Se non ci fosse stato, se l´Unità non fosse stata realizzata saremmo ancora un´espressione geografica.
D´Azeglio disse che dopo aver fatto l´Italia bisognava fare gli italiani. Ci siamo riusciti?
Gli italiani, come tutti i popoli, hanno vizi e virtù che derivano dalla loro storia. Una grande storia artistica, tra le più grandi del mondo. Ed anche una grande storia politica dalle Repubbliche marinare e dai Comuni alle grandi Signorie. Ma non la storia d´una nazione.
La nazione è nata quando è nato lo Stato, appena 150 anni fa, con un ritardo di almeno due secoli rispetto alla Francia, alla Spagna, all´Inghilterra, all´Austria, alla Polonia, all´Ungheria, alla Svezia, all´Olanda.

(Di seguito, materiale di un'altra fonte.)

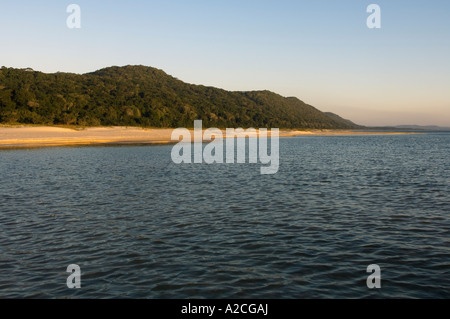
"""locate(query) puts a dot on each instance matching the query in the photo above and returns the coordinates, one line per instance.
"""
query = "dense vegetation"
(144, 96)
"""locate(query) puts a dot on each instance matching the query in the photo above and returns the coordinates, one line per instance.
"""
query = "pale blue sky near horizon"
(319, 51)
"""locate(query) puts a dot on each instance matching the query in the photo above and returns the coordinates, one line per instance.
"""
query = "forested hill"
(145, 96)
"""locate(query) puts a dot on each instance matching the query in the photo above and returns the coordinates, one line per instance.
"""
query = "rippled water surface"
(140, 226)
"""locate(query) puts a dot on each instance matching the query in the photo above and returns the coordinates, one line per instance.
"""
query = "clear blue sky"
(320, 51)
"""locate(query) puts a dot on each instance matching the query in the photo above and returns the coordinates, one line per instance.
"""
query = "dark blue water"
(140, 226)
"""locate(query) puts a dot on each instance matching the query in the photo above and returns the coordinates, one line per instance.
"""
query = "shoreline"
(22, 136)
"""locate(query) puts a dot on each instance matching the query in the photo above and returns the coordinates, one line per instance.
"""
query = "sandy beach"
(47, 136)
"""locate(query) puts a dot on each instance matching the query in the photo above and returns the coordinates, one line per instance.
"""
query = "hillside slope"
(145, 96)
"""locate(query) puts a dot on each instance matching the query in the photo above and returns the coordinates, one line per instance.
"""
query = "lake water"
(140, 226)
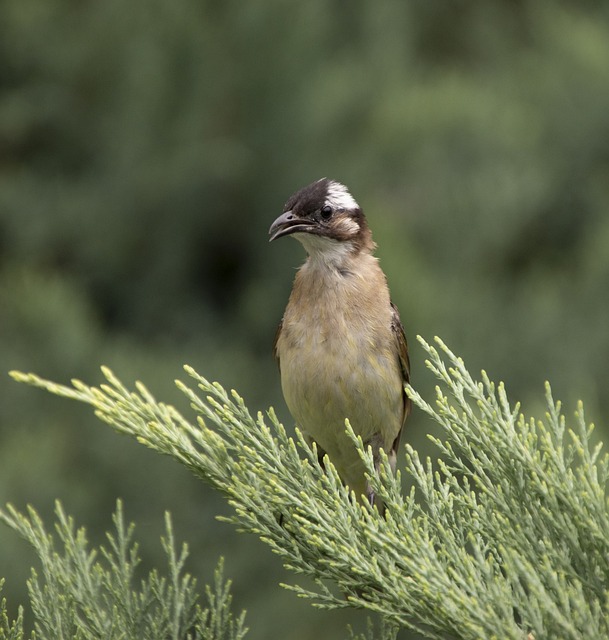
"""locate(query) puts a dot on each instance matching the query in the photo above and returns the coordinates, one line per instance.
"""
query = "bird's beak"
(288, 223)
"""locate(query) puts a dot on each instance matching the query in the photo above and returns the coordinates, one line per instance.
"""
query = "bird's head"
(326, 219)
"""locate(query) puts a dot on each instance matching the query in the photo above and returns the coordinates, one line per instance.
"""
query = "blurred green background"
(145, 148)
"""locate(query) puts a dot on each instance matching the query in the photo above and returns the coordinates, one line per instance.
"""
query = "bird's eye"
(326, 212)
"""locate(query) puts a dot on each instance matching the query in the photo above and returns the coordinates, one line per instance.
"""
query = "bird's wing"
(400, 337)
(275, 352)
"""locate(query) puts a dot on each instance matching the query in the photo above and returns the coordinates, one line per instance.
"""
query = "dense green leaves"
(92, 594)
(146, 147)
(504, 535)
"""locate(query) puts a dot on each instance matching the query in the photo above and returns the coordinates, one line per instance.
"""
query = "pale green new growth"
(507, 534)
(87, 594)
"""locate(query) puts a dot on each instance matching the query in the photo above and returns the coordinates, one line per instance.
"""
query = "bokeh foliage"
(145, 148)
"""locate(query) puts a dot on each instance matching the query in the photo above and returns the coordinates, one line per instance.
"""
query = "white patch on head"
(348, 225)
(339, 197)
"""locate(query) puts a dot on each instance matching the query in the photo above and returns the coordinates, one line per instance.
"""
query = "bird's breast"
(338, 360)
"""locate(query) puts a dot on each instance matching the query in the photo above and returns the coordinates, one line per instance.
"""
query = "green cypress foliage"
(503, 536)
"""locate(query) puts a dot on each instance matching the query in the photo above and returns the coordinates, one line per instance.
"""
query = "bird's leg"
(375, 444)
(320, 452)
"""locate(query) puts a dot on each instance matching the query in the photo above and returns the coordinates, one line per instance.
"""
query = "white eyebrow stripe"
(339, 197)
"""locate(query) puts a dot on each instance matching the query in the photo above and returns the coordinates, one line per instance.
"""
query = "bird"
(341, 346)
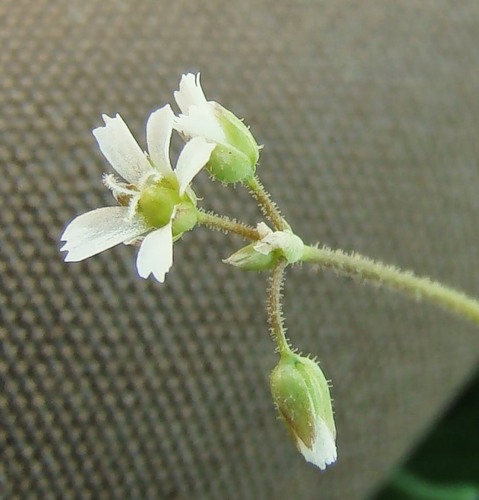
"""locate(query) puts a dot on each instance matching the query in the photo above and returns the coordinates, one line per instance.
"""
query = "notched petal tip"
(120, 148)
(190, 92)
(158, 137)
(193, 157)
(155, 256)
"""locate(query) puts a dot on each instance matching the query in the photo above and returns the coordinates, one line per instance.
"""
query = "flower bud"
(251, 260)
(288, 244)
(236, 153)
(301, 394)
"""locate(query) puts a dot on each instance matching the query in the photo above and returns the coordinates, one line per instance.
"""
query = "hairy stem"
(227, 225)
(404, 281)
(275, 313)
(268, 207)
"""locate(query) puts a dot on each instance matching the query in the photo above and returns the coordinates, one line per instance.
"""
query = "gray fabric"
(115, 387)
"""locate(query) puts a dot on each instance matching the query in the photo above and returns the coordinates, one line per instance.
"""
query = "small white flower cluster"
(153, 196)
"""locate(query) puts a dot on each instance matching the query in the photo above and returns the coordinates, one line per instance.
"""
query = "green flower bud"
(249, 259)
(301, 394)
(236, 154)
(228, 164)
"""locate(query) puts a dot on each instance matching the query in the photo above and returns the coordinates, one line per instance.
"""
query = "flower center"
(158, 200)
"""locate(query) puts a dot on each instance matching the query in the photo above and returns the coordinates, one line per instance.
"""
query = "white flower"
(236, 154)
(151, 199)
(290, 245)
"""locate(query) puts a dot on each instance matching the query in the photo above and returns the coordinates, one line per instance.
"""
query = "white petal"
(121, 150)
(200, 121)
(158, 135)
(98, 230)
(192, 159)
(190, 93)
(156, 254)
(323, 451)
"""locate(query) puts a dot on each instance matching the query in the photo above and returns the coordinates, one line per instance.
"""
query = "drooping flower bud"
(301, 394)
(236, 153)
(288, 244)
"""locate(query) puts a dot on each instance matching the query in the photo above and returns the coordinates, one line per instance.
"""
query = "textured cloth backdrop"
(116, 387)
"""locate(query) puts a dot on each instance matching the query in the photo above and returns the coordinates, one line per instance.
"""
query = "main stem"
(405, 281)
(268, 207)
(227, 225)
(275, 313)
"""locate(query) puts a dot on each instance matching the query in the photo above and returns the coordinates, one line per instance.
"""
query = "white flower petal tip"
(158, 136)
(301, 394)
(155, 256)
(98, 230)
(193, 158)
(120, 148)
(190, 92)
(323, 451)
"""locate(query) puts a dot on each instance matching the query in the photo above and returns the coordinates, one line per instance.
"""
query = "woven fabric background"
(116, 387)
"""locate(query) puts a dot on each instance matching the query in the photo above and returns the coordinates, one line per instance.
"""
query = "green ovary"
(158, 201)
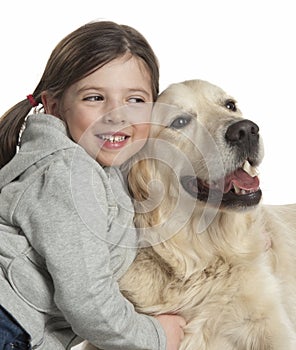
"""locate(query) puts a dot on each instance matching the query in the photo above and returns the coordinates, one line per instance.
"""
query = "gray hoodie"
(66, 236)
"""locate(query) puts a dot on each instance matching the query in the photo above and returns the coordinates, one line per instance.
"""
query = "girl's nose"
(116, 115)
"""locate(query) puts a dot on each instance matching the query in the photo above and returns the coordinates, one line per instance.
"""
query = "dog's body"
(215, 255)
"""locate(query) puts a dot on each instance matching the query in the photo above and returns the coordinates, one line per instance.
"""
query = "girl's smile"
(108, 111)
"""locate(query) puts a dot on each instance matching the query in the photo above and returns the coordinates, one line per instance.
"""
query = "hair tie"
(32, 101)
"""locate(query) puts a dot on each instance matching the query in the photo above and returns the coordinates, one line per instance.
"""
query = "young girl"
(65, 218)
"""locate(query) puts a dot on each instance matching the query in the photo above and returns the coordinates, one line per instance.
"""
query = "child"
(66, 221)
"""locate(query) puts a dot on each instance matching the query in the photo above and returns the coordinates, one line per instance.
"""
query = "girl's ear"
(50, 104)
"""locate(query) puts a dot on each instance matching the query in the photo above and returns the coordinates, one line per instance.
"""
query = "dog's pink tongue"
(241, 179)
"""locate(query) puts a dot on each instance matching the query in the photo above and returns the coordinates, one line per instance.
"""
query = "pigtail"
(10, 126)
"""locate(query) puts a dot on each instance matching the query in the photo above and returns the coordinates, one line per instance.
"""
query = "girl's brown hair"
(76, 56)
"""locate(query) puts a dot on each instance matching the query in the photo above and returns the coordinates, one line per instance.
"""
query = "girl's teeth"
(113, 138)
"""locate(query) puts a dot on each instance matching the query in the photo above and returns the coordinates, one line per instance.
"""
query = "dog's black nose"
(244, 134)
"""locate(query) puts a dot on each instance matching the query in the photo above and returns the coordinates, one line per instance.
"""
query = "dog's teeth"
(248, 168)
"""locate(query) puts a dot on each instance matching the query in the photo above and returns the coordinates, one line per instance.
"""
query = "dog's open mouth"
(237, 189)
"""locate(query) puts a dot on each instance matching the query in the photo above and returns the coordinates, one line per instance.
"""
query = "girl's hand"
(173, 327)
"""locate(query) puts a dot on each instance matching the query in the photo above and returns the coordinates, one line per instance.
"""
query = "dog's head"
(203, 138)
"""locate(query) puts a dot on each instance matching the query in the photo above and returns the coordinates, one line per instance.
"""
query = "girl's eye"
(231, 105)
(94, 98)
(136, 100)
(181, 122)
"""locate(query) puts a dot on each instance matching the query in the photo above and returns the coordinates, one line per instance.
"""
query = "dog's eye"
(181, 122)
(231, 105)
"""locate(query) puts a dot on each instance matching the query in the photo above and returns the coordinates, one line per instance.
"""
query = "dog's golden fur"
(229, 269)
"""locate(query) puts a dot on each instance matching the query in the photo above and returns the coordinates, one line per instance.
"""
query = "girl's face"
(107, 112)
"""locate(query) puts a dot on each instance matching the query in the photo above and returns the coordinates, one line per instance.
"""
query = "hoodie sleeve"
(64, 215)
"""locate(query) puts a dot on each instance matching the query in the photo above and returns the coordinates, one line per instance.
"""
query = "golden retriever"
(211, 251)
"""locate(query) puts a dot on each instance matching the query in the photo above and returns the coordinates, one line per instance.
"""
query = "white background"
(246, 47)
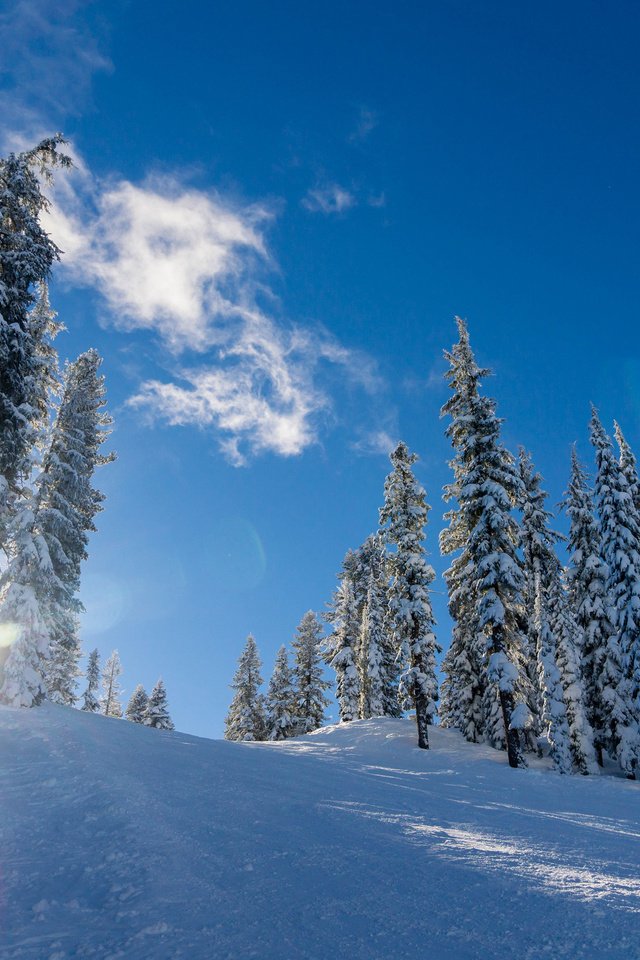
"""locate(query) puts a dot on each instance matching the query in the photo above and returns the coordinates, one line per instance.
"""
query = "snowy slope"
(120, 841)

Per certi versi siamo ancora all´infanzia, per altri versi siamo già decrepiti e questo significa che non siamo mai stati maturi. Siamo civilmente immaturi, anarcoidi, politicamente cinici, generosi, laboriosi, bugiardi, malleabili, intransigenti. Anime belle e anime morte. Siamo tutti così, chi più chi meno. Adesso è arrivata l´ora di maturare. La scommessa è questa. La memoria del Risorgimento ci può aiutare ma tutto dipende da noi, qui e ora.